Der Beschluss ist gefasst: Ein Eigenheim soll es sein – raus aus der Miete!

Hier finden Sie eine kleine Übersicht über die mögliche Vorgehensweise zum Erwerb einer Immobilie.

Viele gute Gründe sprechen dafür. Jeder der es schon einmal erlebt hat, wie ärgerlich es ist z. B. aufgrund einer Eigenbedarfskündigung der Mietwohnung, welche man sich im Laufe der Zeit zu „seinem“ Zuhause gestaltet hat, wieder verlassen muss.

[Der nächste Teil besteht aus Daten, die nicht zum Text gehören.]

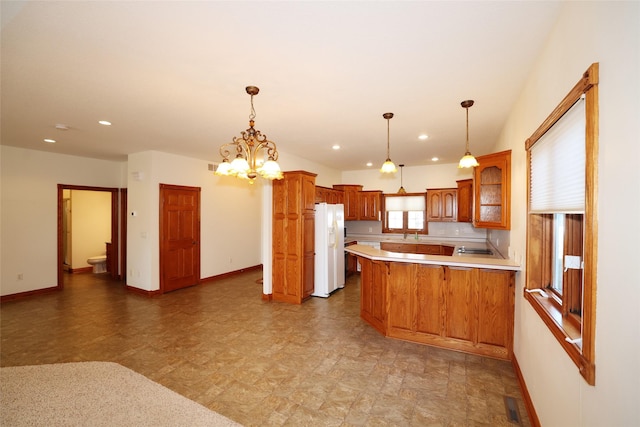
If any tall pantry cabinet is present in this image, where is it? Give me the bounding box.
[272,171,317,304]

Oder es steht Nachwuchs an und wenn man Miete und monatliche Hypotheken vergleicht, scheint der Weg zum Eigenheim der Richtige.

Auch im Hinblick auf das Alter ist das abbezahlte Eigentum durch Wegfall monatlicher Mietzahlungen attraktiv.

Was gilt es nun zu betrachten?

Wohnung oder Haus? Wonach steht Ihnen der Sinn?

Der eine möchte gern so wenig wie möglich mit Instandhaltungen und Verwaltung zu schaffen haben. Auch die Pflege eines Gartens ist nicht jedermanns Sache. Das spräche für eine Eigentums-wohnung. Was bleibt, sind Nachbarn und eine Eigentümergemeinschaft mit der man sich in vielen Entscheidungen rund ums Haus einig werden muss….auch nicht immer ganz leicht. Mehr Unabhängigkeit bietet da das eigene Haus.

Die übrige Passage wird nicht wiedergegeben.